Based on steps 17-19, I would pick the following variables:
Speed Ground
Aircraft
Height
fit_base <- lm(distance ~ 1, data=FAA_merged2[,-5])
fit_max <- lm(distance~.,data=FAA_merged2[,-5])
require(MASS)
aic_for_fir <- stepAIC(fit_base, direction = 'forward', scope=list(upper=fit_max,lower=fit_base))
## Start: AIC=11299.8
## distance ~ 1
##
## Df Sum of Sq RSS AIC
## + speed_ground 1 480561689 157699570 10104
## + aircraft 1 33759132 604502127 11220
## + height 1 6866417 631394842 11256
## + pitch 1 3010731 635250529 11262
## + duration 1 1685114 636576145 11263
## <none> 638261260 11263
## + no_pasg 1 181284 638079976 11265
##
## Step: AIC=10148.53
## distance ~ speed_ground
##
## Df Sum of Sq RSS AIC
## + aircraft 1 47102191 110597379 9810.8
## + height 1 14123617 143575953 10027.6
## + pitch 1 8246571 149453000 10061.0
## <none> 157699570 10103.6
## + no_pasg 1 154554 157545016 10104.8
## + duration 1 50570 157649000 10105.4
##
## Step: AIC=9854.77
## distance ~ speed_ground + aircraft
##
## Df Sum of Sq RSS AIC
## + height 1 15048298 95549081 9691.2
## <none> 110597379 9810.8
## + pitch 1 182007 110415372 9811.4
## + no_pasg 1 41575 110555804 9812.5
## + duration 1 9394 110587985 9812.7
##
## Step: AIC=9735.37
## distance ~ speed_ground + aircraft + height
##
## Df Sum of Sq RSS AIC
## <none> 95549081 9691.2
## + no_pasg 1 120379 95428702 9692.2
## + pitch 1 71174 95477907 9692.6
## + duration 1 4446 95544635 9693.2
summary(aic_for_fir)
##
## Call:
## lm(formula = distance ~ speed_ground + aircraft + height, data = FAA_merged2[,
## -5])
##
## Residuals:
## Min 1Q Median 3Q Max
## -711.95 -226.73 -90.17 130.04 1471.84
##
## Coefficients:
## Estimate Std.

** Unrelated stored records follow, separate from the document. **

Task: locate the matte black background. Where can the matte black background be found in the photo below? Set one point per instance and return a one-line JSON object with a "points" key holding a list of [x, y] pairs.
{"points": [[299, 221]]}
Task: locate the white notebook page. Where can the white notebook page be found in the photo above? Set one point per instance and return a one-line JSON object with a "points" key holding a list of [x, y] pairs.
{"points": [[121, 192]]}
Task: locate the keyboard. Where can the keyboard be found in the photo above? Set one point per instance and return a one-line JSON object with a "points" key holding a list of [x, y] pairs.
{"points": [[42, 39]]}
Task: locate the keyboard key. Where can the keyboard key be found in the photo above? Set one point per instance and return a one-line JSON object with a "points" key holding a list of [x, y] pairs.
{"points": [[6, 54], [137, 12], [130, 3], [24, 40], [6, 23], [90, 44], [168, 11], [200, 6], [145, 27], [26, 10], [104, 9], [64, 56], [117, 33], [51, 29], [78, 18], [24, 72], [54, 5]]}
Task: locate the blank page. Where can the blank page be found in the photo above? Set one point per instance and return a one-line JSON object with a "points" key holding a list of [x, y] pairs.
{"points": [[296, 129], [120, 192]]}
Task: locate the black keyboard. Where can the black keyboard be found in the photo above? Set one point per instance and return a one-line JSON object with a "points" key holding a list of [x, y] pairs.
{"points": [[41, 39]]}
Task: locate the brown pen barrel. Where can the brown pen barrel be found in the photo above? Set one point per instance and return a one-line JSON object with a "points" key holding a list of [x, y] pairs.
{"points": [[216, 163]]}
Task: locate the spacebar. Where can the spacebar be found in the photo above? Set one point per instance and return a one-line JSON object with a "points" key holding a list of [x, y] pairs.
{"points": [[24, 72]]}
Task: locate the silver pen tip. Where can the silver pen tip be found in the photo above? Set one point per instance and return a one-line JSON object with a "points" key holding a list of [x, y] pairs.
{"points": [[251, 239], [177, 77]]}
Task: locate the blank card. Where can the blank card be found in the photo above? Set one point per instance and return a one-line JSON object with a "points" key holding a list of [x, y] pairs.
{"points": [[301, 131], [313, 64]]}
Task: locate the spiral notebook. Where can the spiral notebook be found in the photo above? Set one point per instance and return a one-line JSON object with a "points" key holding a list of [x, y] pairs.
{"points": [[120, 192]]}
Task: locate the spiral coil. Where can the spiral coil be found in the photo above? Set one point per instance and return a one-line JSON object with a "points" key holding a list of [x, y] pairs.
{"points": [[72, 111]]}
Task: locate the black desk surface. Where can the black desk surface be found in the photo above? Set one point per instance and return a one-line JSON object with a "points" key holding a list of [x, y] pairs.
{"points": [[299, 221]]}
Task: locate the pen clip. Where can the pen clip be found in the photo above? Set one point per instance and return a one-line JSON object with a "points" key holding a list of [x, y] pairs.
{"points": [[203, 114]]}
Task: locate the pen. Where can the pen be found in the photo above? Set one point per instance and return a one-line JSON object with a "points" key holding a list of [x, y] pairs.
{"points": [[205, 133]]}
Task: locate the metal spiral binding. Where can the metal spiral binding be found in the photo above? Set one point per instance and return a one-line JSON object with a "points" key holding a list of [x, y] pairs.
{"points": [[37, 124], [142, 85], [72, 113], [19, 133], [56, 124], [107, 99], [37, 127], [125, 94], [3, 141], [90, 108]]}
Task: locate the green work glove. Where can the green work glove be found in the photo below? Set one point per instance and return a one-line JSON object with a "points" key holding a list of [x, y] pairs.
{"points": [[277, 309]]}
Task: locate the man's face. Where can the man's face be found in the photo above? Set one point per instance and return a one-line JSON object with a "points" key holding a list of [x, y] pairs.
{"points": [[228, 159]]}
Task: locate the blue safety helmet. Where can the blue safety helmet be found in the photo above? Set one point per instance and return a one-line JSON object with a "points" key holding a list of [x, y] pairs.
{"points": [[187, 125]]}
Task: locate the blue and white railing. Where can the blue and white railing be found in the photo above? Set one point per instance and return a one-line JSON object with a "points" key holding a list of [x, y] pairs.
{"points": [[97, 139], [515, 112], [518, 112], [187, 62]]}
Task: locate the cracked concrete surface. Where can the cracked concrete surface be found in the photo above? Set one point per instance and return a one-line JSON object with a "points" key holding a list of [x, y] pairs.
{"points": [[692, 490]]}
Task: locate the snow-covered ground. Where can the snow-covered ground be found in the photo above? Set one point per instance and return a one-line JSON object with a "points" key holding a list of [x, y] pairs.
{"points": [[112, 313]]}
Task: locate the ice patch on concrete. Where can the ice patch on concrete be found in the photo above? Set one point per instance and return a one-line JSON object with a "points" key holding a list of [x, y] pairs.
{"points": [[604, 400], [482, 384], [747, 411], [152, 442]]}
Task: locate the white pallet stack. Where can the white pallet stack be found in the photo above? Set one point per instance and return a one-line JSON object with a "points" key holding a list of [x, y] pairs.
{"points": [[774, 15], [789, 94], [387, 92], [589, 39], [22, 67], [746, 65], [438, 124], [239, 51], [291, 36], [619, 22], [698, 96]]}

Error t value Pr(>|t|)
## (Intercept) -2512.2433 68.1974 -36.84 <2e-16 ***
## speed_ground 42.4024 0.6483 65.41 <2e-16 ***
## aircraftboeing 496.0452 24.2975 20.41 <2e-16 ***
## height 14.1478 1.2405 11.40 <2e-16 ***
## ---
## Signif. codes: 0 '***' 0.001 '**' 0.01 '*' 0.05 '.' 0.1 ' ' 1
##
## Residual standard error: 349.1 on 827 degrees of freedom
## Multiple R-squared: 0.8489, Adjusted R-squared: 0.8484
## F-statistic: 1549 on 3 and 827 DF, p-value: < 2.2e-16
Variable selection algorithm gives a model with same variables as in the previous model selected manually.